The Northern Electricity Distribution Company (NEDCo) last week cut power to two major water treatment plants belonging to the state-owned Ghana Water Company Limited (GWCL) over a $4.8m debt.
Close to two million inhabitants of Tamale, the capital of the Northern Region and Abesim in the Bono Region were denied access to potable water for domestic use when NEDCo disconnected power to the two critical plants as part of a revenue mobilisation exercise.
“It’s not right,” the managing director of GWCL, Clifford Braimah, tells The Africa Report. Braimah said NEDCo is embarking on as a “PR gimmick” because the electricity distributor “knows that the government owes all of us”.
“That conflict is unnecessary,” Braimah says. “We can easily resolve this without the media hype. If we all want to go after our debtors this way, then there will be a state of confusion.”
No Choice
A spokesperson for NEDCo Maxwell Kotoka said although water is an essential commodity, his outfit was left with no choice than to compel the water company to pay as they are incapacitated by debt.
Since the beginning of the year, NEDCo has been pursuing customers who have defaulted in paying their bills, including state-owned enterprises (SOEs), government agencies and ministries. Electricity consumers owed NEDCo, a subsidiary of the Volta River Authority (VRA), over $111m (GH¢1.2bn) as of January 2023.
NEDCo said it spends $11.1m every month to light up its operational areas. However, only $7.8m returns to the distributor monthly due to power theft, poor management and non-payment by consumers.
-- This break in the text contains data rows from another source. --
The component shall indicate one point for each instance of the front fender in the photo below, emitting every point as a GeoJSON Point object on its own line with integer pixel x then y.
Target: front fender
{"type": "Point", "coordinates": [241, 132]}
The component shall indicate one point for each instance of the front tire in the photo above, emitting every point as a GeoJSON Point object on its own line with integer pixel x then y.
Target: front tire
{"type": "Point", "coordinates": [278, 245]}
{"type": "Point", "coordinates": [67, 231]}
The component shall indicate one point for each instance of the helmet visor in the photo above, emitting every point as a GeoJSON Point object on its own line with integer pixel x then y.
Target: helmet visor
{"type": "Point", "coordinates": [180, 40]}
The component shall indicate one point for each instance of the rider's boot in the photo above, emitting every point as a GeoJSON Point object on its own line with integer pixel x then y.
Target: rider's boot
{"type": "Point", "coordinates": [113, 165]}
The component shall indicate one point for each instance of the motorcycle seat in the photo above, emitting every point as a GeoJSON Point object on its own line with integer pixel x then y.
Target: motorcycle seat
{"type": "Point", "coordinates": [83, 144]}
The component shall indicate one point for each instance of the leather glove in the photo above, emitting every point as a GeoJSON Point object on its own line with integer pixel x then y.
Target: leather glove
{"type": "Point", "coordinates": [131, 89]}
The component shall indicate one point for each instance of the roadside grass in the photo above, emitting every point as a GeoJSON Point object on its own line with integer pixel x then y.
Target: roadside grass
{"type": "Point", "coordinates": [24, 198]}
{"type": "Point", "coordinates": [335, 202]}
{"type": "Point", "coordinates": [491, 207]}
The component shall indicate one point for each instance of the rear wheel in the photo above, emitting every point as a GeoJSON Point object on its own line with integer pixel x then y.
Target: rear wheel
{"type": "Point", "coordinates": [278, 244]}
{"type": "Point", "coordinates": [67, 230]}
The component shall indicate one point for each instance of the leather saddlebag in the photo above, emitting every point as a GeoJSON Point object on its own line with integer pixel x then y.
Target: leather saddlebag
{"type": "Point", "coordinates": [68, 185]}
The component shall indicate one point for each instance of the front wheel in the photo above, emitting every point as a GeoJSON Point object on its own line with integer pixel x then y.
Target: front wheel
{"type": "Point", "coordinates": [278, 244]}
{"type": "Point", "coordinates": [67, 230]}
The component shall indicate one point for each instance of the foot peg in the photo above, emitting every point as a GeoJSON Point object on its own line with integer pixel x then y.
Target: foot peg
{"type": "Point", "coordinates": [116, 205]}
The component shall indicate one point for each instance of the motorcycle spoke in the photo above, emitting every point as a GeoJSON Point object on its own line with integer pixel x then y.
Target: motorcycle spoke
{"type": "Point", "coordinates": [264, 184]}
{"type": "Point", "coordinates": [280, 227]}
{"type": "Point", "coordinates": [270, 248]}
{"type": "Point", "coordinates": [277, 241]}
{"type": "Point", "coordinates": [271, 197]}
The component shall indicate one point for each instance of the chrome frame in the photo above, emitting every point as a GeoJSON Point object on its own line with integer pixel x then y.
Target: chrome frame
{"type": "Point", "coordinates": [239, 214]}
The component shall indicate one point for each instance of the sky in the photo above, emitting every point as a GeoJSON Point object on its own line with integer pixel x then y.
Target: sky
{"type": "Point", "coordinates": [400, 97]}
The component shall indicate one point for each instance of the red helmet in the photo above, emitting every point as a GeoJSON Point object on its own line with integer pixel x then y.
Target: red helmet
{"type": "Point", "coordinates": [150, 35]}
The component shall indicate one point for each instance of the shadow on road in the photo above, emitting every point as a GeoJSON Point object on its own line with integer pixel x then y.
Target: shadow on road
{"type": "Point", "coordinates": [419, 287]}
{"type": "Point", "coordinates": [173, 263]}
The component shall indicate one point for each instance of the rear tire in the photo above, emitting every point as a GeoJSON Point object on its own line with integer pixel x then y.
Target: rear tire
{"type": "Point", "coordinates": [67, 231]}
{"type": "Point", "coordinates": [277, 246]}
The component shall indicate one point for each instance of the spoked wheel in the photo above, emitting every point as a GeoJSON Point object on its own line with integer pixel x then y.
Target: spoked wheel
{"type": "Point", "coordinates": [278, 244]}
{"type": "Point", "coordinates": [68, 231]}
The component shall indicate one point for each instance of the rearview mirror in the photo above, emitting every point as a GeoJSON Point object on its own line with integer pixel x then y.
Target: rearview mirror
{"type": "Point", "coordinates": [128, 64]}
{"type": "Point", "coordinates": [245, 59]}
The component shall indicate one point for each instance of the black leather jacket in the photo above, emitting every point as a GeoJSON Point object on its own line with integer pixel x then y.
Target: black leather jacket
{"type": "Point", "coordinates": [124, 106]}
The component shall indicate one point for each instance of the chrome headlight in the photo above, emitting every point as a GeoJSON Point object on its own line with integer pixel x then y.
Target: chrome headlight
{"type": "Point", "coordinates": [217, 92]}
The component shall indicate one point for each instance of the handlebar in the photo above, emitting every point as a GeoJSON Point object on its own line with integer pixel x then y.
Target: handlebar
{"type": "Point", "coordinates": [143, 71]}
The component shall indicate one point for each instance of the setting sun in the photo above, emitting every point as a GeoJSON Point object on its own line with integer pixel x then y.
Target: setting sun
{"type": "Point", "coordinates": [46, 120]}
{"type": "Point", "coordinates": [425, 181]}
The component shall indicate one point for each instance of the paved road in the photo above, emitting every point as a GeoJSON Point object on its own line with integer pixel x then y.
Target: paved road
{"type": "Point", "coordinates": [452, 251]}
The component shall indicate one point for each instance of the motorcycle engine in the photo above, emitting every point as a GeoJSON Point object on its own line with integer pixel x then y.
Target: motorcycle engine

“The water company has paid $227,217 out of the $3.6m debt at its Tamale plant and has pledged to clear the arrears in the coming weeks,” Kotoka tells The Africa Report. “We have therefore restored the power to the plant.”
NEDCo has been ruthless in its revenue mobilisation drive. Last month, it was on a collision course with St Anne’s Hospital in Damongo over a debt of more than $370,000. The task force disconnected electricity to the community health facility, leading to the death of two babies who were on blood transfusion equipment.
The two main power distributors in Ghana – NEDCo and the Electricity Company of Ghana (ECG) – operating in the northern and southern sectors, respectively, are under pressure to pay long-standing debts owed to power producers, who are threatening to cut electricity supply to the national grid by June 30.
The government owes independent power producers (IPP) over $1bn following contracts signed by the previous John Mahama administration during the power crisis in 2014-2015. Ghana has an installed power capacity of about 5,000 megawatts and dependable capacity of about 4,700MW, with the all-time high peak demand of 2,700MW.
The World Bank has said the power purchasing agreements (PPA) with the power generators are too expensive and must be reviewed since the country is paying for excess capacity.
“The fact is, in the last few years, Ghana entered into some PPAs that were wrong. These types, in our view, were at the wrong rate and at the wrong prices and today the country paying duly for it. Ghana is being billed for many of these wrong PPAs,” the director of the World Bank responsible for Ghana, Sierra Leone and Liberia, Pierre Frank Laporte, told Accra-based Joy FM
Threat by power producers
Since 2021, Finance Minister Ken Ofori-Atta has had difficulty in paying energy sector debts because Ghana, a major exporter of gold and cocoa, is facing its worst financial and economic crisis in decades. Once touted as investors’ favourite, the West African country has secured a $3bn IMF relief programme to return to macroeconomic stability.
Some independent power generators are “now at a point where they are unable to persuade their creditors, contractors and other key stakeholders to further defer payments owed to them and to continue operations”, independent power producers wrote in a letter addressed to Ofori-Atta.
If the IPPs don’t receive the requested interim payment requested by 30 June, the members of the IPP chamber won’t be able to guarantee the continued generation of electricity, the letter stated.
A research and policy analyst at the Institute of Energy Security (IES), Adam Yakubu, tells The Africa Report that the situation is dire and since the government is the biggest debtor to the electricity providers, it must honour its side of the bargain.
“The threat is real,” Yakubu says. “If the IPPs decide to shut down their plants, up to 70% of power generated in this country will be gone and that will affect both small and big industries and the economy will eventually suffer. We can’t afford a power crisis at the time we’re trying to get our economy back in shape.”
Experts say the government must consider privatising the operations of water and electricity firms because that will boost their revenue generation and make them more efficient. However, GWCL boss Braimah said that will be a dangerous move.
“Privatisation is not an option,” he says. “You cannot risk the lives of Ghanaians by handing over water production to a foreign company. It’s a national security issue.”
Braimah added that GWCL’s present debt situation is not as a result of inefficiency, but is “due to the fact that we are spending four times more in buying chemicals to purify water as a result of pollution and destruction of water bodies by illegal mining.”
“We have a legacy debt that we are seeing to. We also have to maintain our current infrastructure which has been in use for over 50 years. Most of the plants are very old and consume more power. If we put all these costs together and say we are going to recover them today, then we are going to break the back of the consumer,” Braimah adds.